“Are you sure there’s nothing else, Administrator?”
Helping my family. Helping her family. Tam straightened his back. “No, nothing else.” He met the superior’s eyes.
“Okay.” The superior shrugged. “We’re here for a couple of days to haul up some supplies, if you need anything else.”
Helping. Helping the family. This man is doing the right thing. I can answer him. “Thank you. I don’t think there’ll be any problems.”
Teal was still watching Tam with narrowed eyes. He wished she wouldn’t. It meant she didn’t trust him, and he couldn’t think about that. It summoned his Conscience. It threw his whole soul into confusion. He had to be sure. That was the only way to keep away the voices.
I’m here to help you, Tam. You know that.
Yes, yes, I know, I know. His hand shook as he tried to keep it down at his side.
“You should come with me now,” he said, not so much forcing the words out as holding the other words in.
“Okay, then,” said the male superior. “We’ll leave you to it.”
The superiors did not move. Tam knew he was supposed to do something. Take her home. No, not home. Not to Dionte. Blood. That brought back the smell of blood.
“So, is it this way?” asked Teal, gesturing toward the inner door.
“Yes.” This way. Tam found himself able to face the door and walk toward it. Teal walked beside him. He could just see her out of the corner of his eye. She was taller. Too tall. Yes, she’d gone to a tailor. He had heard that. That was wrong. He had to ask her who had done this to her, so he could tell the family.
But he had to take her away from the family.

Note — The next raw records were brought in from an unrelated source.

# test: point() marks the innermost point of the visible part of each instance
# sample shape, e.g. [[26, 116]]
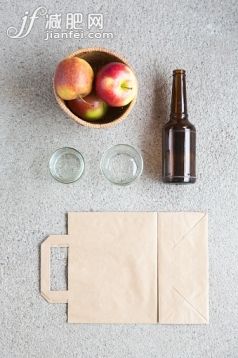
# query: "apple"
[[73, 78], [90, 107], [116, 84]]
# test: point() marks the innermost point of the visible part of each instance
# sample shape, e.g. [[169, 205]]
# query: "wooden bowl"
[[98, 57]]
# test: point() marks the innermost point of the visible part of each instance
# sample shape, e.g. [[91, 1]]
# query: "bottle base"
[[179, 179]]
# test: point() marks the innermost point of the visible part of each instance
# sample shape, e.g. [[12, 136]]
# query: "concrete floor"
[[155, 37]]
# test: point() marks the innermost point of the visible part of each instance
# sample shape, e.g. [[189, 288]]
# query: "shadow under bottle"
[[179, 137]]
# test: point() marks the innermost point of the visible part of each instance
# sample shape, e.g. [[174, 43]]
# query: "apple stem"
[[82, 99]]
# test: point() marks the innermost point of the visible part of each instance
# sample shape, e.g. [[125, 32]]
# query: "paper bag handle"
[[46, 292]]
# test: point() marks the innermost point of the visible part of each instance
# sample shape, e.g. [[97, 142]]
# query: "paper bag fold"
[[182, 268]]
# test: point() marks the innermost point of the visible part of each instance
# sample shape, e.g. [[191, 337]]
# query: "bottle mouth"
[[179, 71]]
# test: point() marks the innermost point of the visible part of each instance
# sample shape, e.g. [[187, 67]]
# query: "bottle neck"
[[179, 98]]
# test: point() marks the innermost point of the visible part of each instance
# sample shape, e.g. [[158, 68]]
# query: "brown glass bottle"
[[179, 137]]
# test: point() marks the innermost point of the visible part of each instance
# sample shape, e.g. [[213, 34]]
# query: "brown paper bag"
[[132, 268]]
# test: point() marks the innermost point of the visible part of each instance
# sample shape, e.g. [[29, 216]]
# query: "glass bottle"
[[179, 137]]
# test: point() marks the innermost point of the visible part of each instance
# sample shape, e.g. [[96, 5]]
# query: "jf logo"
[[12, 31]]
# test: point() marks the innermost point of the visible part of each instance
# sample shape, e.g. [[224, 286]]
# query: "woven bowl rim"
[[81, 121]]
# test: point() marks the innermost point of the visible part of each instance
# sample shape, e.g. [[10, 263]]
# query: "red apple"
[[73, 78], [116, 84], [90, 107]]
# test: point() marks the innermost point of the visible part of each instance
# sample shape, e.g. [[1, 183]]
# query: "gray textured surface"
[[156, 37]]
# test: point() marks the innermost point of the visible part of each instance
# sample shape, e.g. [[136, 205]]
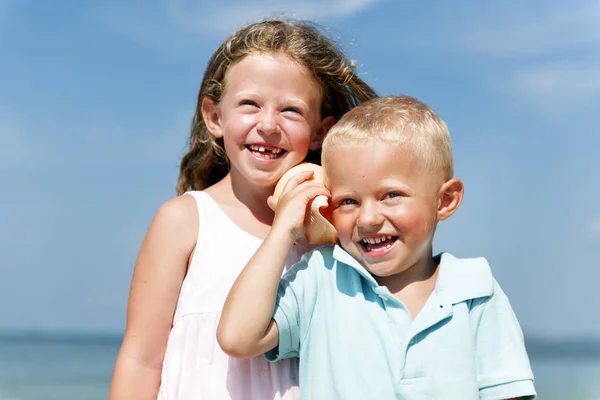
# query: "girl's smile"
[[268, 117]]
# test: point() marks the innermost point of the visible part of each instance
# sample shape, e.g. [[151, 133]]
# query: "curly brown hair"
[[206, 163]]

The door opened in front of them onto a white room lined with workstations. Only a few interviewers and supervisors, all in white overalls, worked among the rows of monitors and chairs. The place was too bright and Tam winced, his hand straying back to his temple. They all looked up at him, questioning, measuring, looked at him like he was doing wrong. He was doing wrong. He…
“We don’t need to talk to anybody, do we?” asked Teal. “We can just go on through?”

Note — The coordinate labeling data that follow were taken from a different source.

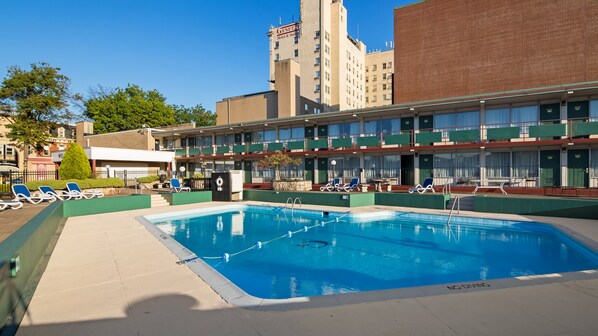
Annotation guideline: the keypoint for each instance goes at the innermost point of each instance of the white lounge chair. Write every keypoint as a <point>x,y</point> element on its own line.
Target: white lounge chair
<point>428,185</point>
<point>59,194</point>
<point>23,194</point>
<point>74,188</point>
<point>10,205</point>
<point>175,185</point>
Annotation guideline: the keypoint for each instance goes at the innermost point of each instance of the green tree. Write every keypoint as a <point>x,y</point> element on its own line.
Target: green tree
<point>276,161</point>
<point>129,108</point>
<point>35,101</point>
<point>197,114</point>
<point>75,163</point>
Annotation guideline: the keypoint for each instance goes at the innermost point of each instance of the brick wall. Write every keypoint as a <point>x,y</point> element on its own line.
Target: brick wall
<point>467,47</point>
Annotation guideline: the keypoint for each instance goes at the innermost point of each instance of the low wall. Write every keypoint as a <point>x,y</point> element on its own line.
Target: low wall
<point>318,198</point>
<point>95,206</point>
<point>554,207</point>
<point>32,243</point>
<point>188,197</point>
<point>415,200</point>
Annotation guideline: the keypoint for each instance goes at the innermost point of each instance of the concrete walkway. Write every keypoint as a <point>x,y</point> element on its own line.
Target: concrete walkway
<point>109,276</point>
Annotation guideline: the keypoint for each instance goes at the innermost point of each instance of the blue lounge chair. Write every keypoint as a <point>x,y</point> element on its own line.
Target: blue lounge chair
<point>74,189</point>
<point>10,205</point>
<point>175,185</point>
<point>352,185</point>
<point>23,194</point>
<point>428,185</point>
<point>60,194</point>
<point>332,185</point>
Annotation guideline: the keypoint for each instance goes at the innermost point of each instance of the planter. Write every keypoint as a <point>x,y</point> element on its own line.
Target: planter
<point>291,185</point>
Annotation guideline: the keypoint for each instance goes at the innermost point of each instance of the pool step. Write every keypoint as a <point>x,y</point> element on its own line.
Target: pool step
<point>466,203</point>
<point>158,201</point>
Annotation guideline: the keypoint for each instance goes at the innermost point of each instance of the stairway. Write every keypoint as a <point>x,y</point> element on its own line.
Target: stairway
<point>158,201</point>
<point>465,203</point>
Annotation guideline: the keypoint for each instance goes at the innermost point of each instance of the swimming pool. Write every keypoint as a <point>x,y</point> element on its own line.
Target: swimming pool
<point>273,253</point>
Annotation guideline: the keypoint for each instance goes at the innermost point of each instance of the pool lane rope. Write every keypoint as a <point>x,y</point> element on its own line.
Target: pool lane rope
<point>225,257</point>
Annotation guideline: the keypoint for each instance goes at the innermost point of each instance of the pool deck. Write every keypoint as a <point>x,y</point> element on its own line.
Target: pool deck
<point>109,275</point>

Tam’s thoughts steadied. “Yes, you are with me, and we can just go on through.”
Tam matched Teal’s pace down the room’s center aisle. When he could focus on her, even just a little, he didn’t have to think about the other eyes watching him. The other eyes and the other voices all knew what he was doing.
With an effort, Tam broke off that thought.

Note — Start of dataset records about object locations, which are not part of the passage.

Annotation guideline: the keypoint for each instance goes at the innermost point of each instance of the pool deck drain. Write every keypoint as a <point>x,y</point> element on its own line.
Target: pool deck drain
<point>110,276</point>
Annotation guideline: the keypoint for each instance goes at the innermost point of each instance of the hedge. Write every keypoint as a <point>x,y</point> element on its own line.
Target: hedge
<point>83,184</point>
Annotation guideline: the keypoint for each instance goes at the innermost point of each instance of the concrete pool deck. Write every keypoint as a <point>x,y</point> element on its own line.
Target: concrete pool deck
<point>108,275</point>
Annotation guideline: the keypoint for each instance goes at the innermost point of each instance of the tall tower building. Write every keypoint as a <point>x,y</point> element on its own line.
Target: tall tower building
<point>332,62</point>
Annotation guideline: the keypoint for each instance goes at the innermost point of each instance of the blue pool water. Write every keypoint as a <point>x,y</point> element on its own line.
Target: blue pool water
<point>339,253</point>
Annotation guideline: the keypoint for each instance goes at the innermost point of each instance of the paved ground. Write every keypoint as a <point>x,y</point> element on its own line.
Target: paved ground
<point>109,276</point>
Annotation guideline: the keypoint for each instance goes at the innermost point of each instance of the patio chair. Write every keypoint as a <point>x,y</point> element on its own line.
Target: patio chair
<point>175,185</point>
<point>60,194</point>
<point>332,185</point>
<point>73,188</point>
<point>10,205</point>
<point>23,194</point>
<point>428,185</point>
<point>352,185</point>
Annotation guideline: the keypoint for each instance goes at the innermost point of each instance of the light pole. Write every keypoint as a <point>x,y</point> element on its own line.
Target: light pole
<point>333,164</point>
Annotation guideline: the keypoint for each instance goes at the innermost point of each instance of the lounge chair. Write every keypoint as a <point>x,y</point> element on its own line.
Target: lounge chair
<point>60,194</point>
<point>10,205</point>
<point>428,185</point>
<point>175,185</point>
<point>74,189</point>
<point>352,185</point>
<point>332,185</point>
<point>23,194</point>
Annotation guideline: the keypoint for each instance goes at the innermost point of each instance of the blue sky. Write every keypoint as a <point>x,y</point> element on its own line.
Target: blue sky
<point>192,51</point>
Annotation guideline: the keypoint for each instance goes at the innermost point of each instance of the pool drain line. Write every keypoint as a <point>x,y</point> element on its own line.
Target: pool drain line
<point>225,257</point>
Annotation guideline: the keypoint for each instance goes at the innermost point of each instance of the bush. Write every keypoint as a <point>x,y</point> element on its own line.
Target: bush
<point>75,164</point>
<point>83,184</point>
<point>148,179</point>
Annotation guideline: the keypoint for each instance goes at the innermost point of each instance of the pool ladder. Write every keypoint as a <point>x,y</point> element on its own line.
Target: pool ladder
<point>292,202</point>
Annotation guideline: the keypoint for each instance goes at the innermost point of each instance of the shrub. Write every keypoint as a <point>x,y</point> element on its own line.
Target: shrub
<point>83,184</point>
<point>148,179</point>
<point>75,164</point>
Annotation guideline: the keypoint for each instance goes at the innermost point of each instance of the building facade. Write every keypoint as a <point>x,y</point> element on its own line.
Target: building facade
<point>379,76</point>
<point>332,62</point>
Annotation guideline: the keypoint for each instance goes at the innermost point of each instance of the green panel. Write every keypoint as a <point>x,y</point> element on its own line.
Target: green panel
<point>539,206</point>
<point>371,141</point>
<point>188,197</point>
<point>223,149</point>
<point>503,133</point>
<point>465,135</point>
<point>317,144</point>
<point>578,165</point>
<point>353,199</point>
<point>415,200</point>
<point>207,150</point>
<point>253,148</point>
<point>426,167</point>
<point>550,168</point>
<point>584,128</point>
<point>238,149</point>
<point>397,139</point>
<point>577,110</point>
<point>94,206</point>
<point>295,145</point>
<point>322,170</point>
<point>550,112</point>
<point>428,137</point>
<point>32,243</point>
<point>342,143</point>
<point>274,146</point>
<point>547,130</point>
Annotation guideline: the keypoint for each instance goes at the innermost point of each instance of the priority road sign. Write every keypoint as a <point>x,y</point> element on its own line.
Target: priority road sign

There was another door to go through. It opened onto the outside this time, and a breath of fresh summer wind touched him. He inhaled deeply, vaguely hoping the clean air would clear his mind. Two dirigibles waited on the field under a sky white and gray with clouds.
Teal hesitated, looking around her at the broad, open field as if she couldn’t quite believe what she was seeing.
“Ours is the right-hand one?” she asked.
No. That was not right. “The left-hand one.”
“Okay.” Teal started across the short summer-green grass. Stumbling for a few steps on the uneven ground, Tam found a stride that allowed him to match her speed. He focused on the dirigible. That was where they had to go. That was right. That was right.
“They got you, didn’t they?” breathed Teal, keeping her own gaze straight ahead. “They did something to you.”
It was right; they did. Tam managed to hold those words in. “My family gave me a proper Conscience.”
A pained expression flickered across Teal’s face. Why pain? He had no Conscience before and did not know right from wrong. Now he knew. He knew.
“And you’re taking me to them?”
Tam’s tongue pressed against his teeth. He could not speak such wrong words, could not do such wrong things. “I’m taking you to your family,” he managed to say.
Two spots of color appeared on Teal’s cheeks. “In the hothouse?”
Yes. yes. That would be right. “No.” He whispered the word as if he thought he could hide it from his Conscience. “In the village.”
Teal’s breath hissed between her teeth and her jaw shifted. Her eyes looked left, then right. Her jaw shifted again. “Right.”
Tam heard her teeth grind together. Again her gaze shifted left and right, taking in the open field around the dirigibles.
“If you’ve lied to me, I’ll find a way to get you back; if it takes a million years, I’ll do it.”
Teal quickened her pace, leaving Tam to struggle to catch up as she marched through the dirigible’s hatch.
Lied to me. The words echoed through him. If you’ve lied to me…
She did not trust him. She had never trusted him. Why should she? He had let her family down. Let the family down, and that was wrong.